CSV, DataFrames problems with threads

Today I encountered an odd problem:

using CSV, DataFrames
dt = DataFrame(a = rand(10000), b = rand(10000), c = rand(10000))
CSV.write("test.csv", dt)

df = CSV.File("test.csv") |> DataFrame!
df[(ismissing.(df.a)) .| (ismissing.(df.b)) .| (ismissing.(df.c)), :]

The code above works with 1 thread but with 4 threads (on Julia 1.3) it gives

MethodError: no method matching LazyArrays.LazyArrayStyle()

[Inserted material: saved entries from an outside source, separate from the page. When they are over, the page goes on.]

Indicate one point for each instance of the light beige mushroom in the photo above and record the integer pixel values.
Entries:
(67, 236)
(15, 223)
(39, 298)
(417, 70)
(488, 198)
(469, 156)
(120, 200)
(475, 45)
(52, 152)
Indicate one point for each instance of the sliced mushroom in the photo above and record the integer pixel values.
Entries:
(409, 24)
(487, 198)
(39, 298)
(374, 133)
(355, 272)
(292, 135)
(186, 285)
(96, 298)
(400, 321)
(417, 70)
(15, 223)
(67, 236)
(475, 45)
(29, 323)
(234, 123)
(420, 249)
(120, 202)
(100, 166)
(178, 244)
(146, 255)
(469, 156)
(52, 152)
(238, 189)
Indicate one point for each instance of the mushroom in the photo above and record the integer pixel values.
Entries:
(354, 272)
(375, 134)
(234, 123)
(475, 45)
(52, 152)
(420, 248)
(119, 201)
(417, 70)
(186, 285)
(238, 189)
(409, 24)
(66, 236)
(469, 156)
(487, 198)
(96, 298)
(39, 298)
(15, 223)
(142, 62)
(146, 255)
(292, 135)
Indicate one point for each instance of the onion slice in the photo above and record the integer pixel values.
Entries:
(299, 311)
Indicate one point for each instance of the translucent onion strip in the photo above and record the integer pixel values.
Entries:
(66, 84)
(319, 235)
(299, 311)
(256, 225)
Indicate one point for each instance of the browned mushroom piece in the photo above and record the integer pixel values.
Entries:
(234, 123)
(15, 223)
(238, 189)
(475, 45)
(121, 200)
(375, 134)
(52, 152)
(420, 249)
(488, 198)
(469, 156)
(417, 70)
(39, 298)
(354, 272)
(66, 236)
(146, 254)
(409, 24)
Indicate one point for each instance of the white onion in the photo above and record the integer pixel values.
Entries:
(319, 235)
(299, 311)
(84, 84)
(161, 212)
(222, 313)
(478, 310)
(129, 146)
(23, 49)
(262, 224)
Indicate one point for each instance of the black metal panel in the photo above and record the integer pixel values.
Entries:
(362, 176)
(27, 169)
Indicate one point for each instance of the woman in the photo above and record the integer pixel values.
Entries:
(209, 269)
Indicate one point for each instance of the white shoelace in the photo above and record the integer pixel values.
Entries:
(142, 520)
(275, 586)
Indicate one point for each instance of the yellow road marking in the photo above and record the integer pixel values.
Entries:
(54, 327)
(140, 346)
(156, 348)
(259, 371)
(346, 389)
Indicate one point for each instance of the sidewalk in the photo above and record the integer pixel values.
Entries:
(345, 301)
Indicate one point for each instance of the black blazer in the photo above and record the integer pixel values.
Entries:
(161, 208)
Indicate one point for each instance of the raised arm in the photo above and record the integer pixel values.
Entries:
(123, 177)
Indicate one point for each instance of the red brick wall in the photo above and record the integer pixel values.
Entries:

I thought that I share my finding here, as I don’t know whether this is a problem with CSV, DataFrames or threading.
The used versions are:

  • OS: Win 10
  • Julia 1.3-rc{4,5}
  • CSV v0.5.18
  • DataFrames v0.19.4
1 Like

xref: https://github.com/JuliaData/CSV.jl/issues/536

The offending line in CSV is https://github.com/JuliaData/CSV.jl/blob/b85a3ce8fcb1d0c9611b07d591f58985d6e9ea42/src/CSV.jl#L470 (use of LazyArrays.ApplyArray if threaded) and I guess it’s an issue with LazyArrays (which bit me yesterday but in a different context). So maybe it’s worth opening an issue with LazyArrays?